Imtiaz Ahmed est le chef de la police de Sopore, dans le nord de la vallée. Il n’est pas insensible aux revendications des nationalistes locaux. Cet officier blond aux yeux bleus est un Cachemiri. Il a lui-même milité pour l’indépendance durant ses années étudiantes. "Mais le terrorisme religieux ne nous mènera à rien", tonne le policier. "D’ailleurs, les jeunes qui ont basculé dans la lutte armée ne sont qu’une trentaine aujourd’hui.
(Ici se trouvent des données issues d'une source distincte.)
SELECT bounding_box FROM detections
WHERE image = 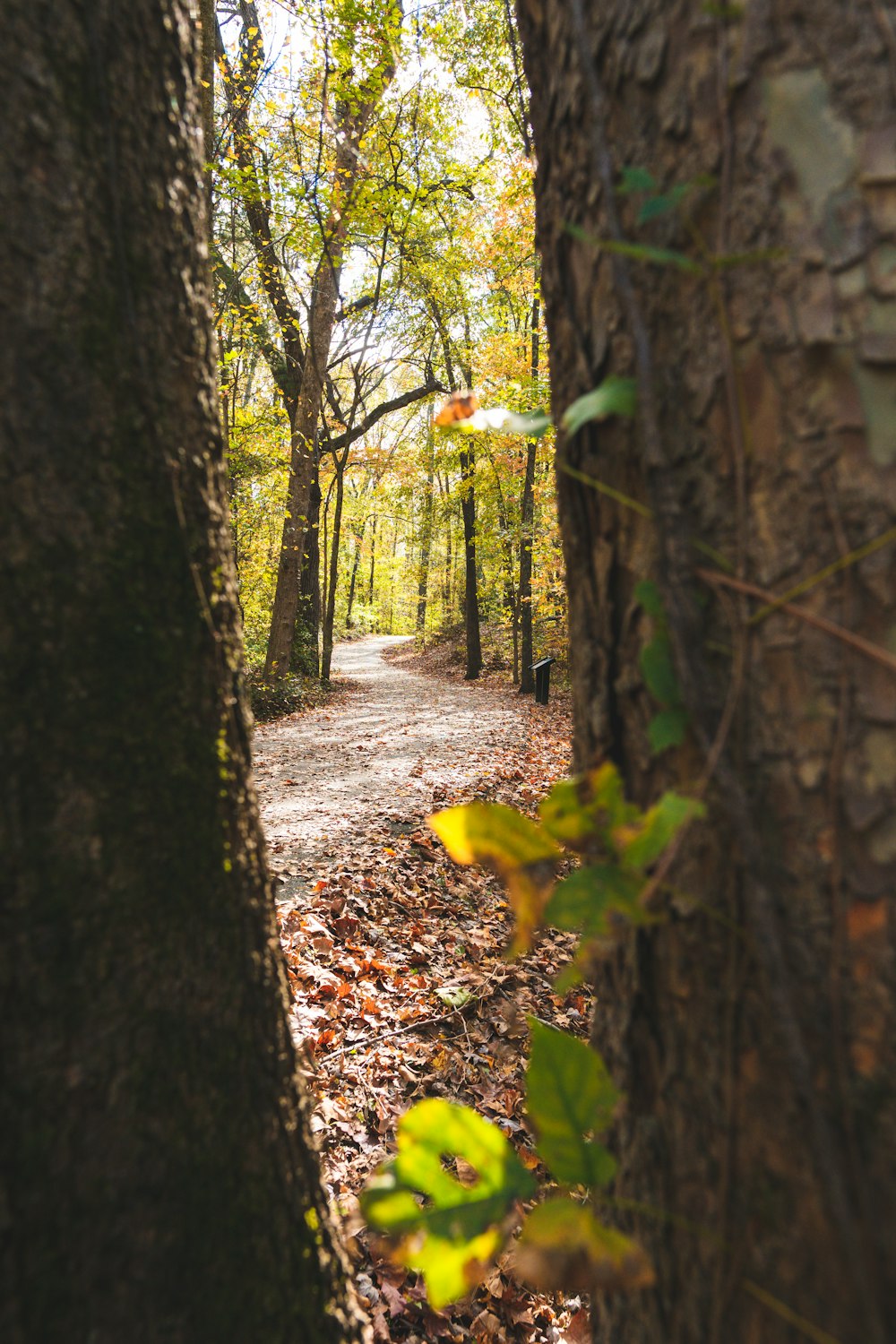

Les violences sont attisées par des groupes jihadistes pakistanais qui arment et financent le Hizb-ul-Mujahideen, avec le soutien de l’armée pakistanaise."

A Sopore, c’est le Lashkar-e-Taiba (LeT) qui semble le plus actif. Basée au Pakistan, près de Lahore, cette organisation veut "libérer" le Cachemire indien par la guerre sainte. Son chef, Hafiz Saeed, est considéré comme le cerveau des attentats de Bombay qui ont fait 166 morts en 2008. Ses troupiers luttent en Afghanistan contre la coalition. L’état-major de l’ISAF annonce régulièrement l’arrestation et la mort de recrues du LeT depuis trois ans.

Après le départ de l’Otan en 2014, beaucoup pensent que le Lashkar-e-Taiba pointera ses fusils sur le Cachemire. "Sa présence est ponctuelle à Sopore", confie Mudasir Amin Dar, dont le frère, Muzamil, appartenait au LeT lorsqu’il a été abattu par la police en octobre 2012. "Les forces indiennes démantèlent des cellules de temps en temps. Mais le LeT revient toujours."

Les lions de Sopore

Dans cette vallée aux allures de campagne alpine, une jeunesse en colère contre la puissance indienne germe. Pour le LeT, qui a besoin de guides pour épauler ses combattants venus du Pakistan, le terreau est fertile. Après la mort de Muzamil, 1500 personnes ont assisté à ses funérailles. Des groupes à la gloire des "martyrs" fleurissent sur Facebook : "les Lions de Sopore", "les martyrs de Tral"… Sur Youtube, les coups de fil des militants à leur famille, passés avant de tomber sous les balles indiennes, résonnent dans des dizaines de vidéos.

Quand Muzamil appelle pour faire ses adieux, son frère Mudasir enregistre la conversation. Deux jours après sa mise en ligne, la vidéo a été consultée plus de 17000 fois. "Nous nous retrouverons au paradis", clame Muzamil d’un ton machinal, comme s’il répétait un slogan appris par cœur. Les sanglots de sa mère, qui étranglent la moindre supplique, n’y changeront rien.